Complicating the picture in Europe is that no central mechanisms exist to carry out a coordinated regionwide response of the sort engineered in the U.S. The European Central Bank has a more limited mandate than the Federal Reserve, and no EU equivalents exist to the U.S. Treasury Dept. or Securities & Exchange Commission.
That has left governments to tackle the crisis on a country-by-country basis, with sometimes divergent solutions that can even make matters worse for neighboring countries. A weekend meeting in Paris of top European leaders, called by Nicolas Sarkozy, the President of France and current holder of the EU's six-month rotating presidency, made no evident progress in hammering out a framework for a regional solution.
"Europe's piecemeal approach hasn't helped build confidence," says Jeremy Batstone-Carr, director of private client research at stockbrokers Charles Stanley (CAY.L) in London. "Some form of coordinated response is necessary, but we haven't seen that yet."
The market tailspin on Oct. 6 was linked to the sense of panic engendered by the rolling country-specific reactions. Last week, for instance, the market was shocked and surprised by an €11.2 billion ($15.3 billion) part-nationalization of Fortis bank (BusinessWeek.com, 9/30/08), which signaled that bank's balance sheet was in more trouble than previously thought. By Oct. 3, though, it became clear that more medicine was needed, and the Dutch government announced its intention to buy a 100% stake in Fortis' local operations for €16.8 billion ($22.9 billion).
More drama was to come over the weekend. The proposed €35 billion ($47.6 billion) bailout for Germany's Hypo Real Estate by a consortium of domestic banks fell apart on Oct. 4 after the lender's liabilities—tied to the deteriorating U.S. and European real estate markets—were revealed to be larger than expected. German Chancellor Angela Merkel scrambled for a new solution, and on Sunday evening, Oct. 5, she announced a new plan for the government and a group of commercial banks and insurers to inject €50 billion ($67.9 billion) into Hypo.
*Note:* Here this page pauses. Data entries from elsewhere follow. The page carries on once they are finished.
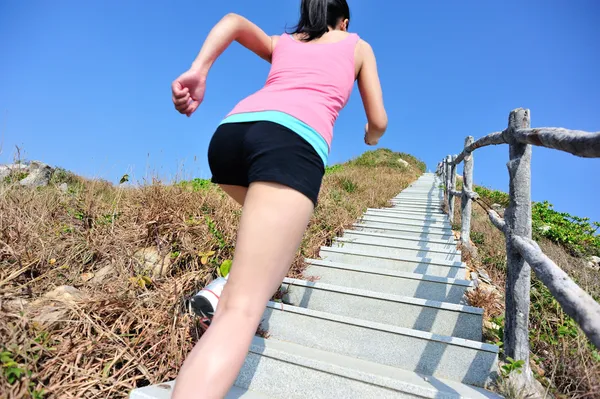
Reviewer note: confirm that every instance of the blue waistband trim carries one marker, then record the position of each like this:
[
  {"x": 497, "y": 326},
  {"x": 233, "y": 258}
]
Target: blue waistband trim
[{"x": 297, "y": 126}]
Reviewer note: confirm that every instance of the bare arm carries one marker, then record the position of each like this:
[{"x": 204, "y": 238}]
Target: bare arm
[
  {"x": 232, "y": 27},
  {"x": 371, "y": 93},
  {"x": 188, "y": 89}
]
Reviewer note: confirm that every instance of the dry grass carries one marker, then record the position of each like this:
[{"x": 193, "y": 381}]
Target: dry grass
[
  {"x": 564, "y": 362},
  {"x": 122, "y": 335}
]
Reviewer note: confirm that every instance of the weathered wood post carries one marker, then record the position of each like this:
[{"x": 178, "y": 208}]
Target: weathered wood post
[
  {"x": 447, "y": 180},
  {"x": 452, "y": 189},
  {"x": 466, "y": 205},
  {"x": 518, "y": 222}
]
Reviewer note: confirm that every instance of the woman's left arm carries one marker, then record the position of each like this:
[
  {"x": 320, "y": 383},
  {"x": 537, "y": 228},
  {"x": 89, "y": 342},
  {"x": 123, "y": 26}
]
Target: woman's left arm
[{"x": 188, "y": 89}]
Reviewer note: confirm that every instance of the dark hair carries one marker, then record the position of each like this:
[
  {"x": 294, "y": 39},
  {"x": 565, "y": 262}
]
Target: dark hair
[{"x": 316, "y": 16}]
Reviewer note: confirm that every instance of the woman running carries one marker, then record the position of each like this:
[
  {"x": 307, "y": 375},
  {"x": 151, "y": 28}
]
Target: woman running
[{"x": 269, "y": 154}]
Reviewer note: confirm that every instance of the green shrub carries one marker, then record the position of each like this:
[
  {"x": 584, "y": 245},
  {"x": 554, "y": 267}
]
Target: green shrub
[
  {"x": 196, "y": 185},
  {"x": 493, "y": 196},
  {"x": 578, "y": 235}
]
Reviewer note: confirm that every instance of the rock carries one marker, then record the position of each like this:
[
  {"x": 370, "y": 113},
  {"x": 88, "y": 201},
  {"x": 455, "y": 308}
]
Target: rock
[
  {"x": 592, "y": 265},
  {"x": 39, "y": 175},
  {"x": 50, "y": 316},
  {"x": 483, "y": 276},
  {"x": 103, "y": 274},
  {"x": 152, "y": 263},
  {"x": 14, "y": 305},
  {"x": 498, "y": 208},
  {"x": 403, "y": 162},
  {"x": 488, "y": 289},
  {"x": 544, "y": 228},
  {"x": 490, "y": 325},
  {"x": 65, "y": 293},
  {"x": 475, "y": 278},
  {"x": 7, "y": 170}
]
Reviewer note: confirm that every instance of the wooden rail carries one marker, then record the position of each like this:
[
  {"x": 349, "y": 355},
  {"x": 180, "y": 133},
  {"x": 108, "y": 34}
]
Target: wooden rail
[{"x": 521, "y": 251}]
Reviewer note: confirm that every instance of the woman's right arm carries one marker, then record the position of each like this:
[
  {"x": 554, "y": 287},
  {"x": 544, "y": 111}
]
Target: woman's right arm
[
  {"x": 371, "y": 94},
  {"x": 188, "y": 89}
]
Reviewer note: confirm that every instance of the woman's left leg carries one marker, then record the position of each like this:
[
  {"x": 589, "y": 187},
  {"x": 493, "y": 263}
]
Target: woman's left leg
[{"x": 273, "y": 222}]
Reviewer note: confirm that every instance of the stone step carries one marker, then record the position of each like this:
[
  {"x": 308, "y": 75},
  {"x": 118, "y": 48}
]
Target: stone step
[
  {"x": 411, "y": 211},
  {"x": 164, "y": 391},
  {"x": 419, "y": 314},
  {"x": 417, "y": 202},
  {"x": 383, "y": 238},
  {"x": 388, "y": 281},
  {"x": 406, "y": 215},
  {"x": 407, "y": 222},
  {"x": 394, "y": 251},
  {"x": 410, "y": 264},
  {"x": 291, "y": 371},
  {"x": 415, "y": 231},
  {"x": 457, "y": 359},
  {"x": 419, "y": 249}
]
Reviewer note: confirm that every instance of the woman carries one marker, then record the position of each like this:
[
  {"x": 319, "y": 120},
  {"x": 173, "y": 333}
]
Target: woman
[{"x": 269, "y": 155}]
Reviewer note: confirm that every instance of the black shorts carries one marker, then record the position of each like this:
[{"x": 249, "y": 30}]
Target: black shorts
[{"x": 243, "y": 153}]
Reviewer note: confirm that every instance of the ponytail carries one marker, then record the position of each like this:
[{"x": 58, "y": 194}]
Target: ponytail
[{"x": 316, "y": 16}]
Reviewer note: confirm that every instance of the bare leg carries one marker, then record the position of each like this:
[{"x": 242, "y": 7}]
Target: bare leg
[
  {"x": 238, "y": 193},
  {"x": 273, "y": 222}
]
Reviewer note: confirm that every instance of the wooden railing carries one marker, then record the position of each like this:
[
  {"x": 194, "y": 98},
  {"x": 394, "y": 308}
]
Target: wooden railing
[{"x": 522, "y": 252}]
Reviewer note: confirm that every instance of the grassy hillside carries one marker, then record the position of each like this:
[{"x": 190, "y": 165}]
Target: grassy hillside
[
  {"x": 562, "y": 357},
  {"x": 132, "y": 256}
]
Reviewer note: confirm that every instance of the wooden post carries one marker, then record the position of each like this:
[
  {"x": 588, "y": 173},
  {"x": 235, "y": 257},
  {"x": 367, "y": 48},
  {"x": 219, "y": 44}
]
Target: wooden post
[
  {"x": 452, "y": 188},
  {"x": 466, "y": 205},
  {"x": 447, "y": 180},
  {"x": 518, "y": 222}
]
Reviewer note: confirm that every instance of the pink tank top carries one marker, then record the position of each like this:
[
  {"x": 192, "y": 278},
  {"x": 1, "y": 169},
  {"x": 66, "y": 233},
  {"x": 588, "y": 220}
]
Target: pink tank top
[{"x": 310, "y": 81}]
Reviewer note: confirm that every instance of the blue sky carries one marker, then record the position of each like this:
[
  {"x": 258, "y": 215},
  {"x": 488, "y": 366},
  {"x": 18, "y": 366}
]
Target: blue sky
[{"x": 86, "y": 84}]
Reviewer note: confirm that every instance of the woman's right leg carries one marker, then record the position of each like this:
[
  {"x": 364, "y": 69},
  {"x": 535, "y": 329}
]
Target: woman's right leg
[
  {"x": 273, "y": 222},
  {"x": 238, "y": 193}
]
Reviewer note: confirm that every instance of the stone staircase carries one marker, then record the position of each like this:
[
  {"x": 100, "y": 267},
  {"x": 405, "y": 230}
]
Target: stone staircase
[{"x": 385, "y": 317}]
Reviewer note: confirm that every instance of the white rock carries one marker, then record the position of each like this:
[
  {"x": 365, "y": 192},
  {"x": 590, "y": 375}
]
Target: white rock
[
  {"x": 14, "y": 305},
  {"x": 65, "y": 293},
  {"x": 103, "y": 274},
  {"x": 403, "y": 162},
  {"x": 150, "y": 261},
  {"x": 39, "y": 175},
  {"x": 545, "y": 228}
]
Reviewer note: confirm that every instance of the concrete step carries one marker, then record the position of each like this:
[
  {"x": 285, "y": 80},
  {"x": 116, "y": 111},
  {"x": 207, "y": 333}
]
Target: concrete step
[
  {"x": 457, "y": 359},
  {"x": 417, "y": 202},
  {"x": 411, "y": 211},
  {"x": 419, "y": 314},
  {"x": 407, "y": 222},
  {"x": 390, "y": 246},
  {"x": 410, "y": 264},
  {"x": 164, "y": 391},
  {"x": 406, "y": 215},
  {"x": 415, "y": 231},
  {"x": 288, "y": 370},
  {"x": 394, "y": 251},
  {"x": 388, "y": 281},
  {"x": 417, "y": 205},
  {"x": 383, "y": 238}
]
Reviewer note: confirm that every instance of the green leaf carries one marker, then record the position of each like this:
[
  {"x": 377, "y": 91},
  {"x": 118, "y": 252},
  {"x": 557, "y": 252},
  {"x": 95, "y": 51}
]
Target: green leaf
[{"x": 225, "y": 268}]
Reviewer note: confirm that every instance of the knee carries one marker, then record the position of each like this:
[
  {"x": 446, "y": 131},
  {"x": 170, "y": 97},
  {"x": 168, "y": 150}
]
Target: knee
[{"x": 243, "y": 308}]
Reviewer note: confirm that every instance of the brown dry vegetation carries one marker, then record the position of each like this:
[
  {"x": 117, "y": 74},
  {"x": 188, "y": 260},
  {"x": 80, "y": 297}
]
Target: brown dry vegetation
[
  {"x": 126, "y": 332},
  {"x": 562, "y": 357}
]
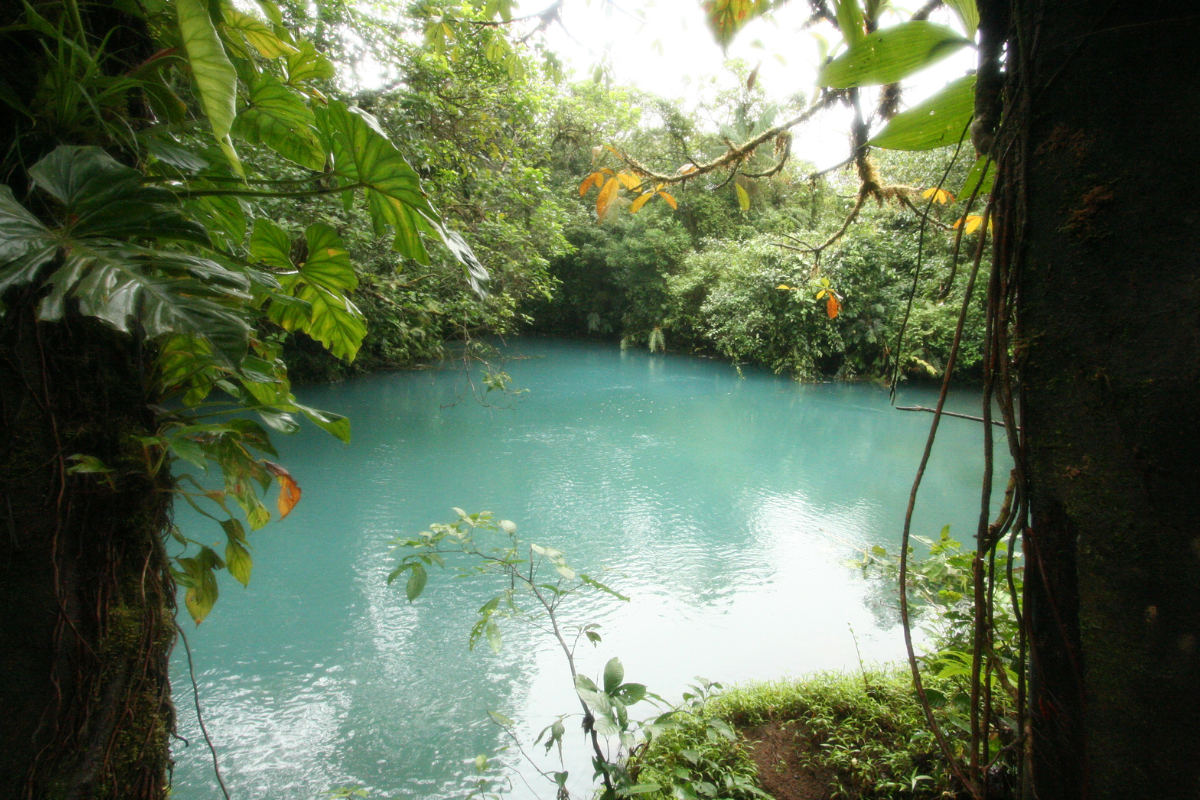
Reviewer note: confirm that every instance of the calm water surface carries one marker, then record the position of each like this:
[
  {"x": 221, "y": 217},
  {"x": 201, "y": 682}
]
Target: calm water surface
[{"x": 725, "y": 506}]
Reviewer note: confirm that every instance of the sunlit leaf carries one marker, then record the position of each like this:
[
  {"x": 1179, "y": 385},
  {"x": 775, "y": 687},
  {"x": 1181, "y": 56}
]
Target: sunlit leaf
[
  {"x": 307, "y": 65},
  {"x": 607, "y": 194},
  {"x": 891, "y": 54},
  {"x": 967, "y": 13},
  {"x": 239, "y": 561},
  {"x": 939, "y": 196},
  {"x": 279, "y": 118},
  {"x": 257, "y": 32},
  {"x": 216, "y": 80},
  {"x": 833, "y": 306},
  {"x": 289, "y": 491},
  {"x": 850, "y": 20},
  {"x": 936, "y": 122},
  {"x": 640, "y": 202},
  {"x": 727, "y": 17}
]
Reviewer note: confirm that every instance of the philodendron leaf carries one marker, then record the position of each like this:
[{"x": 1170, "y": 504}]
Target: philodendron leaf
[
  {"x": 936, "y": 122},
  {"x": 365, "y": 157},
  {"x": 216, "y": 80},
  {"x": 613, "y": 673},
  {"x": 120, "y": 282},
  {"x": 891, "y": 54},
  {"x": 279, "y": 118}
]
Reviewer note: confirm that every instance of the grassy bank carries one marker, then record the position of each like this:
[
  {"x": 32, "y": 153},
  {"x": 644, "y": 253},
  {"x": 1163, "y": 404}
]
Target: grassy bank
[{"x": 827, "y": 735}]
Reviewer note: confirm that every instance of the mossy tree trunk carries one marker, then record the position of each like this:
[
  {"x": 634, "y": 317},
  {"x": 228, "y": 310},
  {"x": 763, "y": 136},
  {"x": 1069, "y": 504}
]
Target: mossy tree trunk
[
  {"x": 1109, "y": 347},
  {"x": 88, "y": 603}
]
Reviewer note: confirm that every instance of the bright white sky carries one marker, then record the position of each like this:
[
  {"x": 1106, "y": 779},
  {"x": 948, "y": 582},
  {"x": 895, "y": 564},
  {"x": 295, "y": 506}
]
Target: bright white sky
[{"x": 673, "y": 47}]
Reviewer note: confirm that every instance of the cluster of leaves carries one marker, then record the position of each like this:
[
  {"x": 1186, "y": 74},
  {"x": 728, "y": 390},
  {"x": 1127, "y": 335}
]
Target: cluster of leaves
[
  {"x": 177, "y": 251},
  {"x": 941, "y": 587}
]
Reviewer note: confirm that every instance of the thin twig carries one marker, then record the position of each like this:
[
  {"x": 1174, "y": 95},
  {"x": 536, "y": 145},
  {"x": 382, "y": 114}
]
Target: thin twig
[{"x": 199, "y": 717}]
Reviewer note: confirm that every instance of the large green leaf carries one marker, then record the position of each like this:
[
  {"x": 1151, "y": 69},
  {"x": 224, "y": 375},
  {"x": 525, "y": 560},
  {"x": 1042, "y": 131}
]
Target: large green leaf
[
  {"x": 329, "y": 263},
  {"x": 327, "y": 313},
  {"x": 891, "y": 54},
  {"x": 102, "y": 197},
  {"x": 967, "y": 13},
  {"x": 363, "y": 155},
  {"x": 279, "y": 118},
  {"x": 936, "y": 122},
  {"x": 256, "y": 31},
  {"x": 120, "y": 282},
  {"x": 307, "y": 65},
  {"x": 216, "y": 80}
]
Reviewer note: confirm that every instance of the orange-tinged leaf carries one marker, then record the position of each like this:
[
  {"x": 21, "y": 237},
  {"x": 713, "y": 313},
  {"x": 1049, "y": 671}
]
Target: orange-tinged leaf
[
  {"x": 640, "y": 202},
  {"x": 832, "y": 306},
  {"x": 629, "y": 181},
  {"x": 594, "y": 178},
  {"x": 939, "y": 194},
  {"x": 289, "y": 491},
  {"x": 607, "y": 194}
]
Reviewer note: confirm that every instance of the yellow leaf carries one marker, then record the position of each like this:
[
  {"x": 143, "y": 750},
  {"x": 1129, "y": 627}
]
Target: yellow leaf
[
  {"x": 594, "y": 178},
  {"x": 833, "y": 306},
  {"x": 607, "y": 194},
  {"x": 640, "y": 202},
  {"x": 289, "y": 491},
  {"x": 939, "y": 194}
]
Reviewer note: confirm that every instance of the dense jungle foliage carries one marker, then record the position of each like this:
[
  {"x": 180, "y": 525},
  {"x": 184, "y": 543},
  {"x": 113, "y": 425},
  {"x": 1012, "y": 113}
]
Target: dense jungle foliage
[{"x": 503, "y": 145}]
Merkel's counterparts in France and Belgium also were burning the midnight oil. After the Netherlands took over its chunk of Fortis, Sarkozy got behind a plan for French financial giant BNP Paribas (BNPP.PA) to buy the bank's remaining Belgian- and Luxembourg-based operations for €14.5 billion ($19.8 billion), which was sealed and announced on Oct. 6. Under the deal, BNP will acquire Fortis' branches across Europe (except in the Netherlands), as well as its Belgian-based insurance and private-banking businesses. In exchange, the Belgian and Luxembourg governments will take 11.6% and 1.1% stakes, respectively, in the French bank.
Such brokered bank rescues helped avoid collapses by specific institutions. But an even wider problem—plunging consumer confidence in retail banking—also spread over the weekend, prompting politicians to enact sweeping national guarantees that put their governments on the hook for potentially trillions of dollars.